COVID-19後の世界(1)
新たな経済秩序、国際関係、暮らし方の早急な模索を 山極寿一・京大学長
毎日新聞2020年4月28日
これほどまでに新型コロナウイルスの影響が広がると誰が予想しただろうか。中国の武漢で発生した時は、世界でも日本でもまだ楽観する見方が多かった。しかし、もはやどの国でも緊急事態宣言は必至という勢いで感染者も死者も膨大な数に上っている。エイズ、エボラ出血熱、SARS(重症急性呼吸器症候群)、MERS(中東呼吸器症候群)、ジカ熱など、この数十年ウイルスによる新しい感染症が増加しているにもかかわらず、今回の事態に大きく混乱してしまった原因は何なのか。

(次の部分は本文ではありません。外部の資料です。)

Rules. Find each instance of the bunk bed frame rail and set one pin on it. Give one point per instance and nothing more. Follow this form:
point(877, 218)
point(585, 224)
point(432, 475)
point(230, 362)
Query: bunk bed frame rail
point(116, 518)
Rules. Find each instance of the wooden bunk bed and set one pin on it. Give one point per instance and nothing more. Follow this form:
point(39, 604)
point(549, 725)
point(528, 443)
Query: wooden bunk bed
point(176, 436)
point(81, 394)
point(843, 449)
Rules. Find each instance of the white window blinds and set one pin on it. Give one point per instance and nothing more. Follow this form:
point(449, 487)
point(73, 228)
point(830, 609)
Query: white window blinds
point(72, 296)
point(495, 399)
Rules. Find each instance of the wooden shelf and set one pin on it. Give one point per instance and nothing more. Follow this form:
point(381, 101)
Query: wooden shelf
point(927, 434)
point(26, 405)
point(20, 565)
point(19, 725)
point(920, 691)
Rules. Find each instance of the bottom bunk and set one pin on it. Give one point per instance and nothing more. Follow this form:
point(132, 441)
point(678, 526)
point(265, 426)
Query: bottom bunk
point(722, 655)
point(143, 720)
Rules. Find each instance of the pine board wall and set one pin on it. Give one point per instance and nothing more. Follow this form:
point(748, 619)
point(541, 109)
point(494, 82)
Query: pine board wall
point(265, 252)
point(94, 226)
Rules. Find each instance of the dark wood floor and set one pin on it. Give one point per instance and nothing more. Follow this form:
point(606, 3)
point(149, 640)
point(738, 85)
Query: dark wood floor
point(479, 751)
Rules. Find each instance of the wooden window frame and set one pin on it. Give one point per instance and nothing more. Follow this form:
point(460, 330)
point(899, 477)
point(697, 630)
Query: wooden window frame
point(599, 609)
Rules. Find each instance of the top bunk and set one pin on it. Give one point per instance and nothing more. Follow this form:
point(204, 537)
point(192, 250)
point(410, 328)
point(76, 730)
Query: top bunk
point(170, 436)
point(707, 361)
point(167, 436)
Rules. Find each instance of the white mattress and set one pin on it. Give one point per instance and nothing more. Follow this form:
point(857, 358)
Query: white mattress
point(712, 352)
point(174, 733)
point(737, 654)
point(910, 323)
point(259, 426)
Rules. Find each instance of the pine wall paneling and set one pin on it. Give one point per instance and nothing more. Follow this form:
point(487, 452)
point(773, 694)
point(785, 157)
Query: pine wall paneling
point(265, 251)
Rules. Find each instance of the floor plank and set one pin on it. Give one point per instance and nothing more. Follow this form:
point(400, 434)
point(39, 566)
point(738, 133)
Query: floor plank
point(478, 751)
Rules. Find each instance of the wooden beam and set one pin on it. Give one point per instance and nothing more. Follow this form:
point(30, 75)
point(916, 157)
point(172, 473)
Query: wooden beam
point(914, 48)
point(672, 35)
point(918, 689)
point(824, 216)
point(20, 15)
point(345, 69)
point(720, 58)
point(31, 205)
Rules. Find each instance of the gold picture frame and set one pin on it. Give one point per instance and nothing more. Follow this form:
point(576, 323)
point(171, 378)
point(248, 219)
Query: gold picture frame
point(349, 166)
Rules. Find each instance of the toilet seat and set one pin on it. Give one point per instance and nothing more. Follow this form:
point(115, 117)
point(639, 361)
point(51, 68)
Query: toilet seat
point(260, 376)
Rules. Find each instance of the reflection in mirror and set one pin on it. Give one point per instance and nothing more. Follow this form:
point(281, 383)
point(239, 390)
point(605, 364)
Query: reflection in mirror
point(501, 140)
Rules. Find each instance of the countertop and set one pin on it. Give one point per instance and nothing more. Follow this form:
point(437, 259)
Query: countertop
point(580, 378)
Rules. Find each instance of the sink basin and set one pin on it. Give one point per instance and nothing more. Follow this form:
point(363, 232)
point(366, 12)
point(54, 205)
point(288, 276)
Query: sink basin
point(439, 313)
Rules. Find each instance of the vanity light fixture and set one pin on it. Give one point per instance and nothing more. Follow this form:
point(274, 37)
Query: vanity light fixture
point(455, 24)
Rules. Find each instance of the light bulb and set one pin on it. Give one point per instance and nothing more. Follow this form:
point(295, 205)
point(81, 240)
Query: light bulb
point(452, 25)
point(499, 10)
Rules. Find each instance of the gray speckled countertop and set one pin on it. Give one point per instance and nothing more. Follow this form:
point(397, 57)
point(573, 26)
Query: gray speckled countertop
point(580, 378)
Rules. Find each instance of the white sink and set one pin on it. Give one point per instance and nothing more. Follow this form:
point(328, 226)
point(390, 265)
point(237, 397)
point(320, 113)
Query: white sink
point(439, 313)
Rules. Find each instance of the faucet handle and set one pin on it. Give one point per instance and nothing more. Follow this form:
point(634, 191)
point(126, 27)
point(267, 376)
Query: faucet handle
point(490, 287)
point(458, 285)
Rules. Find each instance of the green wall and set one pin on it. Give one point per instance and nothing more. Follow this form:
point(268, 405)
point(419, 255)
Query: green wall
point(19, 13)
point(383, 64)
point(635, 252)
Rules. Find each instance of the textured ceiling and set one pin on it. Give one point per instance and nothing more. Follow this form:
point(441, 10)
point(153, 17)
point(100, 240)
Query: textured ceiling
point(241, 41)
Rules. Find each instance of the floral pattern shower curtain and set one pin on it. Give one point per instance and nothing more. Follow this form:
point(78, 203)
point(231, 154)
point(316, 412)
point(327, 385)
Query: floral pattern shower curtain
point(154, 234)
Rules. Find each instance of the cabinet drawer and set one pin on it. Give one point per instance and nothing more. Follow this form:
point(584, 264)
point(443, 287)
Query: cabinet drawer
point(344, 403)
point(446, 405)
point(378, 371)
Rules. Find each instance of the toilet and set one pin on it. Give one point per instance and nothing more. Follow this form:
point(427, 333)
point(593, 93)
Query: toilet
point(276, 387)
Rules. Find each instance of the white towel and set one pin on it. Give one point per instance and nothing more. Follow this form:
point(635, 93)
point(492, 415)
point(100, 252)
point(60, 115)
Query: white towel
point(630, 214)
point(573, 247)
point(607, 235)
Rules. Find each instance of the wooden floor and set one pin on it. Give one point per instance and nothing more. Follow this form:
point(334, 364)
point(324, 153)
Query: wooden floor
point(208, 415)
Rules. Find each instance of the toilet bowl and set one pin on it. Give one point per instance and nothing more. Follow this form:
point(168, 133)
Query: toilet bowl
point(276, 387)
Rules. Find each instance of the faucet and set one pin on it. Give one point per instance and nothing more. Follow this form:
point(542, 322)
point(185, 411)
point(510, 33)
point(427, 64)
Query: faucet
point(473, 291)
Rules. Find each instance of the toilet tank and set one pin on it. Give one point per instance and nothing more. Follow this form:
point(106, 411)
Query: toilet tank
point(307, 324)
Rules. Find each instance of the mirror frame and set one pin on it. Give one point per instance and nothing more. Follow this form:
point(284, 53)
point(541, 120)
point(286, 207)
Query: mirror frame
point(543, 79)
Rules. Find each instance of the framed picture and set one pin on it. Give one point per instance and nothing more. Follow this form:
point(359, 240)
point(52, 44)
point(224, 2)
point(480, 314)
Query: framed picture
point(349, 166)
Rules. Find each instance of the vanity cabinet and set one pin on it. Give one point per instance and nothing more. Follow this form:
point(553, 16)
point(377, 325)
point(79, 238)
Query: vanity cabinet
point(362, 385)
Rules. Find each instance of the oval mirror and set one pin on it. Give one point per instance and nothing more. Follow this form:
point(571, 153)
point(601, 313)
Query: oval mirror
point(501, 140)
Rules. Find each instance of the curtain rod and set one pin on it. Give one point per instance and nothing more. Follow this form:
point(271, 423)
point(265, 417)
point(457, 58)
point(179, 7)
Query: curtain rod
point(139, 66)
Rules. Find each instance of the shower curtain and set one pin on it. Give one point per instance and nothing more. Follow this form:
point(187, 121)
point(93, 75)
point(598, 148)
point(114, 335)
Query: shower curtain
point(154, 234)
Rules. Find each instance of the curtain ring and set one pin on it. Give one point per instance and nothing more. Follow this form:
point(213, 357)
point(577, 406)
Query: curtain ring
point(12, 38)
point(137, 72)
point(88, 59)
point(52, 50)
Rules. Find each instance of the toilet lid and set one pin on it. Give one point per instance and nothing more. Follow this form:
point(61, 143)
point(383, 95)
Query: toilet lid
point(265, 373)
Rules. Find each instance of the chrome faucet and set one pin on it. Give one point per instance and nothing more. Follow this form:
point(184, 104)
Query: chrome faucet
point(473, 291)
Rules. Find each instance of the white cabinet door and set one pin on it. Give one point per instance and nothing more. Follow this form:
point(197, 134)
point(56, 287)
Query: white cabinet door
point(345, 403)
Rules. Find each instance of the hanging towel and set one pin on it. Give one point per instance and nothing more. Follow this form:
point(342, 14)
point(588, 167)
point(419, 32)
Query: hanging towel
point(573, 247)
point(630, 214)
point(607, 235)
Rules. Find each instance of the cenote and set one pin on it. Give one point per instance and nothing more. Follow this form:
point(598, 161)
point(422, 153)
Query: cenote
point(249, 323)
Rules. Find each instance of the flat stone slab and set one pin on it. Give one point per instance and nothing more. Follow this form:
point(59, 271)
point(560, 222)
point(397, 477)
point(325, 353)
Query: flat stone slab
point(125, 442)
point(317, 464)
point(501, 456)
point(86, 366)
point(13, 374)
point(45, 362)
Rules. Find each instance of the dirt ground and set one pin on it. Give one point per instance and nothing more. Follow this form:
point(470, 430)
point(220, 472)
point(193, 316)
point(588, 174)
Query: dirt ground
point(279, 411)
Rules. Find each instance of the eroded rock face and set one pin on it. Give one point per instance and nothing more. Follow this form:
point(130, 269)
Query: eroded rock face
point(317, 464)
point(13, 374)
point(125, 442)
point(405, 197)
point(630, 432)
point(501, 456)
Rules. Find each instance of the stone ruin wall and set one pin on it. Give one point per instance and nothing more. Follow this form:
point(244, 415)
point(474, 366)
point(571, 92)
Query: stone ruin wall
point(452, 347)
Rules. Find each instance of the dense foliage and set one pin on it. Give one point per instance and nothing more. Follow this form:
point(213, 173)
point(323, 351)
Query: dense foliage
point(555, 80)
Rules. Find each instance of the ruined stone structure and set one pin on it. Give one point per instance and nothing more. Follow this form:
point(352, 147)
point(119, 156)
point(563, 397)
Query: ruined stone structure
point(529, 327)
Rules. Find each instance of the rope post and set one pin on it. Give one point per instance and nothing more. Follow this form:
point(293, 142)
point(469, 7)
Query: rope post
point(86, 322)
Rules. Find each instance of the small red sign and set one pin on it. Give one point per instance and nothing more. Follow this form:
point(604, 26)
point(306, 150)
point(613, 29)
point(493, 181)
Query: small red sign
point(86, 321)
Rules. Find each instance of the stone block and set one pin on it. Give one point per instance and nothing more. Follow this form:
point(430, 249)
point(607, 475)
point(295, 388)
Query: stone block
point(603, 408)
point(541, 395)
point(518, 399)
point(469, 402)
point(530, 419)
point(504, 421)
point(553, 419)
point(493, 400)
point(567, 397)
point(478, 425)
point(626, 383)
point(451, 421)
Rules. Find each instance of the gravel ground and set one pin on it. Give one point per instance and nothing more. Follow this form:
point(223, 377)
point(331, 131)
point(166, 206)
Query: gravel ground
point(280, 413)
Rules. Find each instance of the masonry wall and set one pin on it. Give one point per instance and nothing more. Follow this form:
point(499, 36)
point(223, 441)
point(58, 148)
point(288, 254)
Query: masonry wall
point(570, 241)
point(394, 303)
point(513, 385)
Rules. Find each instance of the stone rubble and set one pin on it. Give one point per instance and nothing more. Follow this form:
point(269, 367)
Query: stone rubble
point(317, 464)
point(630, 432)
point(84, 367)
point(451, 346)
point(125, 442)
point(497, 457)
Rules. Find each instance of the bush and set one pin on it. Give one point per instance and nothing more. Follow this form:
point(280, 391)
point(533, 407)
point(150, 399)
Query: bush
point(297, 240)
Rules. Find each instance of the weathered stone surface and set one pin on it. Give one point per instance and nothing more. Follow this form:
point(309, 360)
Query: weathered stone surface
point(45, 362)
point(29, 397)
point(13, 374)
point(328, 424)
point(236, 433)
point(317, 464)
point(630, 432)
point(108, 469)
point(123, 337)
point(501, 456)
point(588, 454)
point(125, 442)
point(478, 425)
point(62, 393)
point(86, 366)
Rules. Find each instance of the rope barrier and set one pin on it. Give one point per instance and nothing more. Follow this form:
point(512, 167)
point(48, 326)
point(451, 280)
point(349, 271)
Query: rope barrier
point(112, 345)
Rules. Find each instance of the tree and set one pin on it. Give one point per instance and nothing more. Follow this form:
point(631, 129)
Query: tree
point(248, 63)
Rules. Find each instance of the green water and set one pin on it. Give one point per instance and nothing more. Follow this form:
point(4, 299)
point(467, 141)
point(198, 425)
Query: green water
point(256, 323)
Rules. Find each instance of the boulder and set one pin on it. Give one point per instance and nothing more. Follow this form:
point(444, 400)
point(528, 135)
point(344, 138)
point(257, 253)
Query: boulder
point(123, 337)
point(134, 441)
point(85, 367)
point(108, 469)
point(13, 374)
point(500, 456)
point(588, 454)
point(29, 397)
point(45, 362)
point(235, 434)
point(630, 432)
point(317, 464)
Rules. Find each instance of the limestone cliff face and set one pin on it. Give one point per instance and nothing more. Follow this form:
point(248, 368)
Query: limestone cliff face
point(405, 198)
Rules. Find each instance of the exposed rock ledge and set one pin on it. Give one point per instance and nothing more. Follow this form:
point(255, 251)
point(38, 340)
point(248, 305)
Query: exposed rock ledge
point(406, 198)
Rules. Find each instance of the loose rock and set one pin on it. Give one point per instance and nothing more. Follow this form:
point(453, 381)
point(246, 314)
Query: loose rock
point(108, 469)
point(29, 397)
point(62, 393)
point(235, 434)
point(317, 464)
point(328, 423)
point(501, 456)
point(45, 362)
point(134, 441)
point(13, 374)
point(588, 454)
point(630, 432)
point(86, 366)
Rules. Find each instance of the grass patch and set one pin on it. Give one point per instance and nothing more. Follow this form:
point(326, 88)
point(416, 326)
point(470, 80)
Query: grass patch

更に、たとえこの感染症が終結しても、もはやこれまでの状態に簡単に復帰できるとは思えない。強固な感染症対策を打ち立てるとともに、新たな経済秩序、国際関係、暮らし方を早急に考えていく必要がある。
頭に浮かんだSF映画「猿の惑星」
感染の拡大が危惧され始めた時、私の頭に浮かんだのはカミュの「ペスト」でも小松左京の「復活の日」でもなく、「猿の惑星」というSF映画だった。1968年に第1作が公開されて人気を博し、その後続編が次々に製作された。米国から打ち上げられた宇宙船が6カ月の飛行を経て地球へ帰還する。